Eu tinha 21 versões distintas e todas me emocionavam, cada vez que ouvia uma delas, o que fazia seguido. Quando queimou o HD do meu computador, perdi a coleção e me afastei do hábito. Estou pensando em reconstruir a primeira e retomar o segundo. Era algo saudável, não necessariamente religioso, mas sem dúvida emocionante. Me refiro a gravações de Ave Maria, de Johann Sebastian Bach e Charles Gounod. E também da outra Ave Maria, a de Franz Schubert, igualmente linda e, no meu entender, semelhante no que se refere à capacidade de elevação.

A Ave Maria é uma oração tradicional da Igreja Católica, tendo sido feita em louvor e saudação à Maria, mãe de Jesus. Originalmente, foi escrita em Latim, como eram todas as preces. Foi baseada no Evangelho de Lucas. A composição escrita por Gounod, em 1859, foi produzida usando como base a harmonia e a textura do Prelúdio nº 1 em Dó Maior do livro I de O Cravo Bem Temperado, que Bach havia composto cerca de 130 anos antes. Para tanto, Gounod teve o cuidado de adicionar um compasso, para que fosse suavizada a mudança rápida da harmonia do prelúdio. Interessante é que o nome original dado por ele a esse trabalho primoroso foi Meditação. Foi depois que acrescentou o texto da Ave Maria à melodia e dedicou o trabalho para sua namorada.

Apenas na fase derradeira de sua vida, Gounod passou a produzir outras músicas de cunho religioso. Antes, Ave Maria havia sido uma exceção. No final, chegou a compor o Hino do Vaticano, comprovando a mudança pela qual passou. Bach, por sua vez, era protestante e não católico. Ou seja, essa parceria seria improvável também no ponto de vista teológico, sem considerarmos as épocas distintas em que viveram, mas deu muito certo na prática.

A Ave Maria, de Schubert, também não tinha originalmente a letra da oração em Latim. Na verdade, fazia menção ao poema épico popular de Walter Scott, denominado A Dama do Lago, usando para tanto tradução alemã realizada por Adam Storck. A letra refere-se à canção chamada Hino à Virgem, que tem como refrão um “Ave Maria”. Daí vem a confusão de ainda hoje pessoas acreditarem que o autor havia pensado desde o início em criar tal melodia como um louvor à santa. A superposição da prece foi bem depois.

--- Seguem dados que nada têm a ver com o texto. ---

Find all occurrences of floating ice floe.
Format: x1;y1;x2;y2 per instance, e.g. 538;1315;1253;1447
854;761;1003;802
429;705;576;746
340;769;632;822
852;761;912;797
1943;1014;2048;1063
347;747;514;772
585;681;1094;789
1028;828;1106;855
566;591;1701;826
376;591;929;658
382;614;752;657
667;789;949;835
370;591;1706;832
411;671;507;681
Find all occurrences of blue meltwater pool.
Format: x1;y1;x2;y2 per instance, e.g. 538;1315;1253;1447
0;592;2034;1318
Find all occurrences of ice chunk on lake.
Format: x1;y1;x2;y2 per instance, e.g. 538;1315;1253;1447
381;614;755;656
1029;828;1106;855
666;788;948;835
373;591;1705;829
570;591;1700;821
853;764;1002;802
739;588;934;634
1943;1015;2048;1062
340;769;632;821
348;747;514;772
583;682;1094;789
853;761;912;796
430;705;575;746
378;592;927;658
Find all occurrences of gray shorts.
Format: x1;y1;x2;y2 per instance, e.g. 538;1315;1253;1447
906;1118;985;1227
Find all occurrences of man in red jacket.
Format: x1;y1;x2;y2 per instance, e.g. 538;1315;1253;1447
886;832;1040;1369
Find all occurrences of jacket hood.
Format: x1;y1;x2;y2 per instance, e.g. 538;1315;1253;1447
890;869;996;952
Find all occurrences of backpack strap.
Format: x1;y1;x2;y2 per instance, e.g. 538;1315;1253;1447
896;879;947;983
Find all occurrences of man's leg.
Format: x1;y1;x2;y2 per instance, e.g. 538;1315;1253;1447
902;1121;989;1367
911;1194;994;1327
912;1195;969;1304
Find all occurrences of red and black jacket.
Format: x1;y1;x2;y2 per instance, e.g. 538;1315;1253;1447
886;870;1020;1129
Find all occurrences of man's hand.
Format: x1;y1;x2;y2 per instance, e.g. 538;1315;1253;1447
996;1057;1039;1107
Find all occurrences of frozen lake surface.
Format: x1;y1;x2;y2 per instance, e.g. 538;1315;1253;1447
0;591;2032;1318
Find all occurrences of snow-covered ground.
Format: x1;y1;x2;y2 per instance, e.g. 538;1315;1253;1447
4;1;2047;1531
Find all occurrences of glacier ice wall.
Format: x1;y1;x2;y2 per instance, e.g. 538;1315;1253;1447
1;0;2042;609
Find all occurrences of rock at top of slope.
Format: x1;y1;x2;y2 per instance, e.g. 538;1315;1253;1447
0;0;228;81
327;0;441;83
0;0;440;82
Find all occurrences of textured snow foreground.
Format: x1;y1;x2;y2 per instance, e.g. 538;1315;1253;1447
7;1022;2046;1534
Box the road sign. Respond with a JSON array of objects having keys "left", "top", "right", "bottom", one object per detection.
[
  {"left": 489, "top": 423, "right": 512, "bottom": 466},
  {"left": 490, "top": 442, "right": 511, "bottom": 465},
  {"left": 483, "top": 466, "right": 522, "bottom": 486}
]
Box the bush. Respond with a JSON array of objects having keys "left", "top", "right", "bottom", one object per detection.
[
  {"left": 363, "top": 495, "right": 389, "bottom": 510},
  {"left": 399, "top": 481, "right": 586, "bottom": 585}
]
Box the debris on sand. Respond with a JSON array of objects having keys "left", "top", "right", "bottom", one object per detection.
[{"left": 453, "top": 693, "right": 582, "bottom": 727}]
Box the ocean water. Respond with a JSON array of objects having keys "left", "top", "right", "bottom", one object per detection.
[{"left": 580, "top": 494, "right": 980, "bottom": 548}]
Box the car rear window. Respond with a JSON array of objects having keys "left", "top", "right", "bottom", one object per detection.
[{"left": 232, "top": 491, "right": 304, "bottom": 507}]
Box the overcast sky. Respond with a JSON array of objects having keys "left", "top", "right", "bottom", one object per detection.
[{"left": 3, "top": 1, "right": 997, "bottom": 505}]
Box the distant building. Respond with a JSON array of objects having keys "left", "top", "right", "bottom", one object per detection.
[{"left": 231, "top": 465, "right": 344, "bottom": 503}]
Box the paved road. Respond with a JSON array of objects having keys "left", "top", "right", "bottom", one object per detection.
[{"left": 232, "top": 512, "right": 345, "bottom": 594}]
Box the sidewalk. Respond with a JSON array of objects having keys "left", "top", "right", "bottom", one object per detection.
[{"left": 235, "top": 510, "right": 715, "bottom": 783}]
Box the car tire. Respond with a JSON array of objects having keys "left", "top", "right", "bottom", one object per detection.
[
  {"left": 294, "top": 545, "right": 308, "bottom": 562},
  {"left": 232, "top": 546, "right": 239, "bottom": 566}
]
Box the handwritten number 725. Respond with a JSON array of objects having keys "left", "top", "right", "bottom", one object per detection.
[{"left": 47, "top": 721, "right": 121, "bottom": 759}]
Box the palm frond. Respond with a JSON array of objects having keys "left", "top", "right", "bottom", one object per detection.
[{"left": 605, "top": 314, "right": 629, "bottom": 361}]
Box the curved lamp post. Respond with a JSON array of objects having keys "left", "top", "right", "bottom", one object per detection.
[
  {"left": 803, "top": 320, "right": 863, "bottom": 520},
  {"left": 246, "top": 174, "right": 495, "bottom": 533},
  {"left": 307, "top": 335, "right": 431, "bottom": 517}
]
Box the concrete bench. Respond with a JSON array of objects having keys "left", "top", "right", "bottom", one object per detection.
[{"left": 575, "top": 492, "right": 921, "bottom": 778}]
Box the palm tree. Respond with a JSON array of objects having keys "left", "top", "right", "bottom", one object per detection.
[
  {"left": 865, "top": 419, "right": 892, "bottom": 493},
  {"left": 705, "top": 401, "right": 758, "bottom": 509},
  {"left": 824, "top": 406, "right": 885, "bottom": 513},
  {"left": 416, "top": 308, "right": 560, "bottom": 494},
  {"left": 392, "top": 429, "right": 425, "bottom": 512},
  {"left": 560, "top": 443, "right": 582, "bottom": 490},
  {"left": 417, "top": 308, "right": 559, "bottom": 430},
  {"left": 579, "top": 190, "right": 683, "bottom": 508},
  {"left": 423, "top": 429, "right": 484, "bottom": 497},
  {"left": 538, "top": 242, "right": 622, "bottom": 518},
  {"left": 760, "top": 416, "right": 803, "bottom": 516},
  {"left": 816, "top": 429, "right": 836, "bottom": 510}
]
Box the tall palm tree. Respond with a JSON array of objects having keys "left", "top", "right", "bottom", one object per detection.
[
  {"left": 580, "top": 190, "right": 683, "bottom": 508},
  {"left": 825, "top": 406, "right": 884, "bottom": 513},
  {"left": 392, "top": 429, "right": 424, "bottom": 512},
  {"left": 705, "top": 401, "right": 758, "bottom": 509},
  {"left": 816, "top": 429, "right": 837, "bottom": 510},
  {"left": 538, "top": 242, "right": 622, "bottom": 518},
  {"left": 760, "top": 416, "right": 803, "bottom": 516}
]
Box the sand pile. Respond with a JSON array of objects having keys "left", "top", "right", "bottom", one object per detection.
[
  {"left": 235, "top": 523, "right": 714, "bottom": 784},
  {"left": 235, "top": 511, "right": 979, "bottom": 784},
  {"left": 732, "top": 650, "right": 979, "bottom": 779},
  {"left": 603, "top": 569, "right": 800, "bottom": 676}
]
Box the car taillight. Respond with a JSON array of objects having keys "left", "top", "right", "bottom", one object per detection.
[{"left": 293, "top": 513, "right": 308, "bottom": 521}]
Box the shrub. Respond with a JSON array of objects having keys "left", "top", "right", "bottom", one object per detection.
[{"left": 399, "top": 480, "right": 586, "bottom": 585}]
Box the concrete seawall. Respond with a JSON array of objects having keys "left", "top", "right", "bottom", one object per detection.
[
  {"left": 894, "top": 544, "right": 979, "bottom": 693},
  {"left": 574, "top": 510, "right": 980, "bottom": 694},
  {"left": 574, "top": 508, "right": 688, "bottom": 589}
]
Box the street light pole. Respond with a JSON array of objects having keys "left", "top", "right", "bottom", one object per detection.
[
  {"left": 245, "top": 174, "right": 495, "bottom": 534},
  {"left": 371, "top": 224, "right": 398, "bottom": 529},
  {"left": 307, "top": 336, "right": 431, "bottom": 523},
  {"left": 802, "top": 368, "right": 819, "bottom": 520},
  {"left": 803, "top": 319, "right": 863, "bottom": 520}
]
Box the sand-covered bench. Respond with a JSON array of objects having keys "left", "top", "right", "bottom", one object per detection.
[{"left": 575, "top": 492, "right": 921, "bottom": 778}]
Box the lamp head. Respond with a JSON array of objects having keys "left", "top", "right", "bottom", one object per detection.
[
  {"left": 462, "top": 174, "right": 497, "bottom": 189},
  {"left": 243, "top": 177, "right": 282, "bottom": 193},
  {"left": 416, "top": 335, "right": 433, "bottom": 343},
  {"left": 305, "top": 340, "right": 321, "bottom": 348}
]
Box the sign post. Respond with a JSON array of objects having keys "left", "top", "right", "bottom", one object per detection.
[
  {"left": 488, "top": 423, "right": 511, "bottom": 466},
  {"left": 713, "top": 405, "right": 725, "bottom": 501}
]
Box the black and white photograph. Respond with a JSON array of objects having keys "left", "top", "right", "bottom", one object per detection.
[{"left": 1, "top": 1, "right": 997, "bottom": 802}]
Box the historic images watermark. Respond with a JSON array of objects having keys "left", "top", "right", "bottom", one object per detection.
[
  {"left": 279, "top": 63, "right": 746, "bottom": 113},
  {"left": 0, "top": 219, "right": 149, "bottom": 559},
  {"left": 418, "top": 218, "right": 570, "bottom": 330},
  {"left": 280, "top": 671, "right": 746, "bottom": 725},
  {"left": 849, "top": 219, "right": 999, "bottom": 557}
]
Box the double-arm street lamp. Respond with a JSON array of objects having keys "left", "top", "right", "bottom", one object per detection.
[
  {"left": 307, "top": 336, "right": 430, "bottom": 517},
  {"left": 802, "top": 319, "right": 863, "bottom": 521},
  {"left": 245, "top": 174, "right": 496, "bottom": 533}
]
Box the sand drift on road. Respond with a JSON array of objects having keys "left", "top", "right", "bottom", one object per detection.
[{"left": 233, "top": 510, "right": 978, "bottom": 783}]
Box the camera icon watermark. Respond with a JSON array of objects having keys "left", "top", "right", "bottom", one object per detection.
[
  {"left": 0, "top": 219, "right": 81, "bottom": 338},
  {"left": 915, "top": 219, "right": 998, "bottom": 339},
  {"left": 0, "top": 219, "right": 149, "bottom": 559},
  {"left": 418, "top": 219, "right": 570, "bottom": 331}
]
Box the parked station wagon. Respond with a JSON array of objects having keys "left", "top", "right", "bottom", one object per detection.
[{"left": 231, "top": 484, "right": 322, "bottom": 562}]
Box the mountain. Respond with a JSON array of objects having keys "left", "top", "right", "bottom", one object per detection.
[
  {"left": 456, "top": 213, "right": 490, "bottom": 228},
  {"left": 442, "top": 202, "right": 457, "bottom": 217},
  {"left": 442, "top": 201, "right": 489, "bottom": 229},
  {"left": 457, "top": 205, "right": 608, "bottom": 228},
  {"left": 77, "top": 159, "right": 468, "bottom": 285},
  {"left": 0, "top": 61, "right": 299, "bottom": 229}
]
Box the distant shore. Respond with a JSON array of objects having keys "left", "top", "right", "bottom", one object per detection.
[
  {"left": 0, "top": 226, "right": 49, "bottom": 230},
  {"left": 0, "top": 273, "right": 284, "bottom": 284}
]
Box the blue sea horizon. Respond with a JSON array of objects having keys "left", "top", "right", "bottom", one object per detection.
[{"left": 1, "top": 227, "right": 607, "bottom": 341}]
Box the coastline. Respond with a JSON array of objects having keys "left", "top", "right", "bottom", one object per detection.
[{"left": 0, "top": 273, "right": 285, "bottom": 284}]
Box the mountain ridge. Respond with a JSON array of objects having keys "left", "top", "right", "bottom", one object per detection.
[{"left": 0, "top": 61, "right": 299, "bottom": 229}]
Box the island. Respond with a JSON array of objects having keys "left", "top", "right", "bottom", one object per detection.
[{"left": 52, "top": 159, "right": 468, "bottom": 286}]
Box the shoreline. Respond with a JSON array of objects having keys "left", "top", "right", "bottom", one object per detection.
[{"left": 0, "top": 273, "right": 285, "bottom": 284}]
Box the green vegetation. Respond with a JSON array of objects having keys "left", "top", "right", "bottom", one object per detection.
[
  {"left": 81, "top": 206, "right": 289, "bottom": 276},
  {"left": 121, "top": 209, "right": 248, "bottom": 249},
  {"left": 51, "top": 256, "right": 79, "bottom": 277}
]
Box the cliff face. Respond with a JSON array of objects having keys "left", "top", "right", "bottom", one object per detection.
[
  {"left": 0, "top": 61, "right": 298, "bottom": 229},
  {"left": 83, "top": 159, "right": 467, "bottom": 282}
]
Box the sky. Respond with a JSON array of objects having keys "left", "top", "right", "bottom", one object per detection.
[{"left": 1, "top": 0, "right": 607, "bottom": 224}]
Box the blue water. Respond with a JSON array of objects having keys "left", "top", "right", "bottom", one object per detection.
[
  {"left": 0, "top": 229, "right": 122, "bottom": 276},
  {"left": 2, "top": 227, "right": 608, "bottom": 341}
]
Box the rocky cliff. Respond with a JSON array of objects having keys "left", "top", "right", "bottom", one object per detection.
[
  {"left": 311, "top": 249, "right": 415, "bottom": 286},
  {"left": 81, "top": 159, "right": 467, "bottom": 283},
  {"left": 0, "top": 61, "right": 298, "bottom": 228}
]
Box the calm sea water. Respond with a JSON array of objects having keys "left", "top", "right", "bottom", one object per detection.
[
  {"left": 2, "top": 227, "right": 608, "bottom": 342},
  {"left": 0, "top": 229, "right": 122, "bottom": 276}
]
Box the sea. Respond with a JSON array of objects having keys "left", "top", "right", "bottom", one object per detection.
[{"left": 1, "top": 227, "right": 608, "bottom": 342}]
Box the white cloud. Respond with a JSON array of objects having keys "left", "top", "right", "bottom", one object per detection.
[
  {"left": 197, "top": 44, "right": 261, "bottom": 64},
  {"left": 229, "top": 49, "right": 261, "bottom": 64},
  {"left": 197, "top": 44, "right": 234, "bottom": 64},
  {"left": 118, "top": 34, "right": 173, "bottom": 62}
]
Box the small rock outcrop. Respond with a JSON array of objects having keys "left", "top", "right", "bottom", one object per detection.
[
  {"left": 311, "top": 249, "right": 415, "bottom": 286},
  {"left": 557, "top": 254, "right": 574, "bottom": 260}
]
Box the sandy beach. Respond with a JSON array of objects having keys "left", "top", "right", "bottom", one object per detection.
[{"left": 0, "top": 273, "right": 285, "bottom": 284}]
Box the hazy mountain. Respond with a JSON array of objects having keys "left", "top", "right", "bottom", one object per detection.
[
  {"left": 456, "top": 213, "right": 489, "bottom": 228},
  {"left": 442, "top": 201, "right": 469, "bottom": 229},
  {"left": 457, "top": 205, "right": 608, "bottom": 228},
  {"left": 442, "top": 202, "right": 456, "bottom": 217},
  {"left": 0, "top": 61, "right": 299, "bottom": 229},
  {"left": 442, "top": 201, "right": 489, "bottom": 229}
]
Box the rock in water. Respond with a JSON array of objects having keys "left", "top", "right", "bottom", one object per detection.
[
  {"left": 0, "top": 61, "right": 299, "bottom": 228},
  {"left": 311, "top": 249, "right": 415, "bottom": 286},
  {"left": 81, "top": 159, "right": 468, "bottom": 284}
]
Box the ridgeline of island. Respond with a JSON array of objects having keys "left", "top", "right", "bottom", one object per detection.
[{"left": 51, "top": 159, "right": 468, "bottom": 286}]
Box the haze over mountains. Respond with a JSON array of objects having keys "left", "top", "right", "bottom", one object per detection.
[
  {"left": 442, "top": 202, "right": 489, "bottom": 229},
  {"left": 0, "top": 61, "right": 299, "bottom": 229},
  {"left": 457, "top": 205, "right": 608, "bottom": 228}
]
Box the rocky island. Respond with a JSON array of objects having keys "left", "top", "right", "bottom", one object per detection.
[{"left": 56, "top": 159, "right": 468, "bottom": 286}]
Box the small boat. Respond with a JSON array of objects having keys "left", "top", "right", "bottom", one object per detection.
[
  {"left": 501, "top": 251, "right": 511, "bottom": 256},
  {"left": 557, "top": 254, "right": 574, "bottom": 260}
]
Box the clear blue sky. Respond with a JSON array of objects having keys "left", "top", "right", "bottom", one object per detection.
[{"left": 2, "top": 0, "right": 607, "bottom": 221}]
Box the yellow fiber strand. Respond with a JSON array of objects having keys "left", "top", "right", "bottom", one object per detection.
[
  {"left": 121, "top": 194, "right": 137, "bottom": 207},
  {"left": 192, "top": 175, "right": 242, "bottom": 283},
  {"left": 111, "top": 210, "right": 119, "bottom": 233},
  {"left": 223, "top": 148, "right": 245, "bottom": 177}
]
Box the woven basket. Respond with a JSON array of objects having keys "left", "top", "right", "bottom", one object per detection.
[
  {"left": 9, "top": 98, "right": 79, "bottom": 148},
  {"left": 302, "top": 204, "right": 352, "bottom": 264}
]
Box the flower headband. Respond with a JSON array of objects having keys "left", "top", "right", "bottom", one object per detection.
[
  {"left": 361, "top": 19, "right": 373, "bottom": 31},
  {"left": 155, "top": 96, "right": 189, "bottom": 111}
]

A versão de Bach e Gonoud foi gravada por nomes muito expressivos da música internacional. Como Luciano Pavarotti, José Carreras, Andrea Bocelli, Maria Callas e Karen Carpenter, mas não apenas estes. E também existem arranjos instrumentais os mais diversos, incluindo feitos para violão, violoncelo, violino, piano solo, trombones e até um improvável, para cavaquinho, do compositor brasileiro Waldir Azevedo. A versão de Schubert foi interpretada por Joan Baez, Barbra Streisand, Aaron Neville e Stevie Wonder, entre tantos outros. Ouvir uma, outra ou ambas sempre foi – ao menos para mim – permitir que momentos mais leves preenchessem dias muitas vezes duros. Abrir ouvidos e coração para essas interpretações traz, ao mesmo tempo, sensações de paz e de êxtase.

26.01.2021

Na ilustração, a Pietá, de Michelangelo. Essa é a mais conhecida das esculturas deste gênio das artes. Representa Jesus morto nos braços de Maria. Está na Basílica de São Pedro, protegida por um vidro à prova de balas desde 1972, quando sofreu ataque de um vândalo. Feita em mármore, tem 174 por 195 centímetros. A obra é de 1499, quando seu autor tinha apenas 23 anos.

No bônus musical de hoje, Stjepan Hauser, um violoncelista croata, apresentando Ave Maria, de Franz Schubert, em concerto solo com o acompanhamento do Coro Zvjezdice. Gravado em outubro de 2017, no Lisinski Concert Hall, com a Zagreb Philharmonic Orchestra.

3 Comentários

  1. Um encontro de sensibilização. Tua crônica foi um mergulho num oásis. Conhecia a música, é claro, mas nunca prestei atenção como depois de ler tua história. Obrigada.